Geçtiğimiz günlerde stratejik M5 Karayolu’nda bütünüyle kontrolü sağlayan Suriye Ordusu, Tayyip Erdoğan’ın tehditlerine rağmen şimdi de Hama’nın kuzeyindeki Han Şeyhun’dan başlattığı operasyonla M4 Karayolu’na doğru hızla ilerliyor. Suriye Ordusu son iki gün içinde 30’dan fazla köy ve kasabada kontrolü ele geçirdi.
SiyasiHaber
Suriye’nin M5 Karayolu’nun kontrol etmesinin ardından Tayyip Erdoğan Suriye Ordusu’nun M5 Karayolu’nun doğusuna çekilmesini için Şubat ayının sonuna kadar süre vermiş, aksi takdirde Türkiye’nin operasyon gerçekleştirerek Suriye Ordusu’nu bu bölgeden çıkaracağını söylemişti. Erdoğan’ın bu açıklamalarına rağmen Suriye Ordusu M5 Karayolu’nun 8-10 kilometre batısına kadar ilerleyişini sürdürmüştü. Bu gelişmeler üzerine Putin ile Erdoğan arasında gerçekleşen telefon diplomasisinden Türkiye bir sonuç alamamış, Rusya ısrarla Türkiye’nin 2018 yılı Eylül ayında Soçi’de imzalanan İdlib Mutabakat Zaptı’ndaki yükümlülüklerini yerine getirmesini talep etmişti.
İdlib Mutabakat Zaptı
Türkiye ile Rusya arasında gerilime yol açan İdlib sorununun çözümü için Eylül 2018’de Soçi’de yapılan zirvede 10 maddelik İdlib Mutabakat Zaptı imzalanmıştı. İdlib Mutabakat Zaptı’na göre, 15-20 kilometre genişliğinde oluşturulacak silahsızlandırma bölgelerinden “tüm radikal terörist gruplar” ağır silahlarıyla birlikte çıkarılacak ve M4-M5 otoyolunun güvenliği yıl sonuna kadar (2018 yılı sonuna kadar) sağlanarak trafiğe açılacaktı. Mutabakat Zaptı’nda, silahsızlandırma bölgesindeki denetimlerin, Rus ve Türk askerleri tarafından ve insansız hava araçlarıyla da havadan yapılacağı belirtiyordu.

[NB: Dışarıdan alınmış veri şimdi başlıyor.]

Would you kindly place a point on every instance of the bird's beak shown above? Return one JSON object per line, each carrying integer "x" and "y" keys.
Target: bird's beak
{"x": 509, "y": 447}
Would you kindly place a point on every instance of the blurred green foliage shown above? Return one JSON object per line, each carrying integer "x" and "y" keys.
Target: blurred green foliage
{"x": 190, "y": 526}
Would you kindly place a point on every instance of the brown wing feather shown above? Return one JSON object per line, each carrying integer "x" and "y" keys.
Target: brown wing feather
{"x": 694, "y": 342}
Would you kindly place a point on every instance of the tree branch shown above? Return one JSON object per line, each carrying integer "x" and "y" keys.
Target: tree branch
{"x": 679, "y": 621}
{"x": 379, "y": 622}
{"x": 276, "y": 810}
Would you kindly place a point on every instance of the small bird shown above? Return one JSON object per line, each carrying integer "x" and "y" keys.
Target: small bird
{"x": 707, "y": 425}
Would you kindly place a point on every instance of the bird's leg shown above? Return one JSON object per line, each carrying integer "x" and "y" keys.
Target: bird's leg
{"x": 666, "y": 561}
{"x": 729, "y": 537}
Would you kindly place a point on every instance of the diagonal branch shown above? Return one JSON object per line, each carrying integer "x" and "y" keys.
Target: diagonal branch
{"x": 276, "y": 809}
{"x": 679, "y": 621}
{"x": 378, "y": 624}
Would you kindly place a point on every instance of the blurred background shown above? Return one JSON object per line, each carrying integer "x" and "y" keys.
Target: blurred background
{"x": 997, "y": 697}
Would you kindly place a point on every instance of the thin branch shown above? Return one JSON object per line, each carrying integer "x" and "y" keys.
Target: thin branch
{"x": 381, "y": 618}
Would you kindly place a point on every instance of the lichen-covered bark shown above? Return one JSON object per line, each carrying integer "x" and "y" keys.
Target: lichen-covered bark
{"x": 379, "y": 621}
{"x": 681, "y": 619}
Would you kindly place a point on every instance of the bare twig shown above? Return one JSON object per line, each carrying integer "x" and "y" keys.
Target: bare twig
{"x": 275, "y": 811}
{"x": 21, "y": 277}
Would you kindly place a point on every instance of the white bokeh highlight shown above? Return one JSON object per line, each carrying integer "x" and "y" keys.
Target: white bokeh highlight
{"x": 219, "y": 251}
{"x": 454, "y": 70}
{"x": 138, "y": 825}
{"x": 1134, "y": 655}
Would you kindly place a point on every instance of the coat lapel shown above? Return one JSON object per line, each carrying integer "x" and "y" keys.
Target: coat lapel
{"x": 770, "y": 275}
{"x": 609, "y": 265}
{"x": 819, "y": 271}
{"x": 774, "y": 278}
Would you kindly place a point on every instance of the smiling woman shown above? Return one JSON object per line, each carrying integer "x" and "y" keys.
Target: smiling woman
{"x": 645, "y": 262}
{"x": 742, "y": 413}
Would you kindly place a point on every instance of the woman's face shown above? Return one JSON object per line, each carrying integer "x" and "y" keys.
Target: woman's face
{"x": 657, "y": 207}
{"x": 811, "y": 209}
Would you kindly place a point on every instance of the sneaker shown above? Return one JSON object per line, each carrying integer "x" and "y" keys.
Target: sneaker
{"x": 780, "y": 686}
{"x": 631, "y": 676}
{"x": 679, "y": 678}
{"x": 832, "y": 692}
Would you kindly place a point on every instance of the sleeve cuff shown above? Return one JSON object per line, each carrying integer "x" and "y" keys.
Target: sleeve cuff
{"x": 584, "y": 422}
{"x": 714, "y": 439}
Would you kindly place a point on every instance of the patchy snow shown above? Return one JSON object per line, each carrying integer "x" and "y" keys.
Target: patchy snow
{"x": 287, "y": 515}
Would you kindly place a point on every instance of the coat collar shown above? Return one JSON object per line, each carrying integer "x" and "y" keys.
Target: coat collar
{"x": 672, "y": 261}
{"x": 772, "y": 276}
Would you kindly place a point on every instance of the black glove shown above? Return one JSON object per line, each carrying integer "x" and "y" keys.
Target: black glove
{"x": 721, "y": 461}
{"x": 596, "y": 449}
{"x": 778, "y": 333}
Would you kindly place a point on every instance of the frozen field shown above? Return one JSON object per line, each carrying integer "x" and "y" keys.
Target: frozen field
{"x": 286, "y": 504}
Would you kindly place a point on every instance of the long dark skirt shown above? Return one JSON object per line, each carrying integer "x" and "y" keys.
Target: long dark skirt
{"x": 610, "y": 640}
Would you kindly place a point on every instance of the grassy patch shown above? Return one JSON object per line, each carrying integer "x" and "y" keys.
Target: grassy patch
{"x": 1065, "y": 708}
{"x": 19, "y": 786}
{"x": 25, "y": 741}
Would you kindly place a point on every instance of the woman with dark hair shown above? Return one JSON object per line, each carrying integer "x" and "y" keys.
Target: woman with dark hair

Türkiye yükümlülüklerini yerine getirmedi
İdlib Mutabakat Zaptı, İdlib’de konuşlanmış cihatçıların sorumluluğunu Türkiye’ye yüklüyordu. Bunun farkında olan Türkiye zaman kazanarak fırsatları değerlendirme yoluna gitti. Üstlendiği yükümlülüğün karşılığı olarak da Rusya’dan Afrin’e operasyon izni kopardı. Rusya’nın desteği olsa da Suriye Ordusu’nun savaş kapasitesi bir çok bölgede operasyon yapmaya imkan vermediği için, Suriye Rusya’nın da onayıyla İdlib sorununun çözümünü geleceğe erteledi. O tarihlerde oluşturulmuş olan dört silahsızlandırma bölgesinden üçünde ise Suriye Ordusu adım adım kontrolü sağladı ve bu bölgelerdeki cihatçıların büyük bir kısmı İdlib’e transfer edildi. Transferlerle İdlib’deki cihatçı sayısı yaklaşık 100 bine ulaştı. Sıra İdlib sorununun çözümüne geldiğinde ise Türkiye’nin yükümlülüklerini yerine getirmediği ortaya çıktığı gibi, İdlib’de cihatçıların sayısı 100 bine ulaşmış, Türkiye’nin yükümlülükleri bu nedenle daha da artmıştı.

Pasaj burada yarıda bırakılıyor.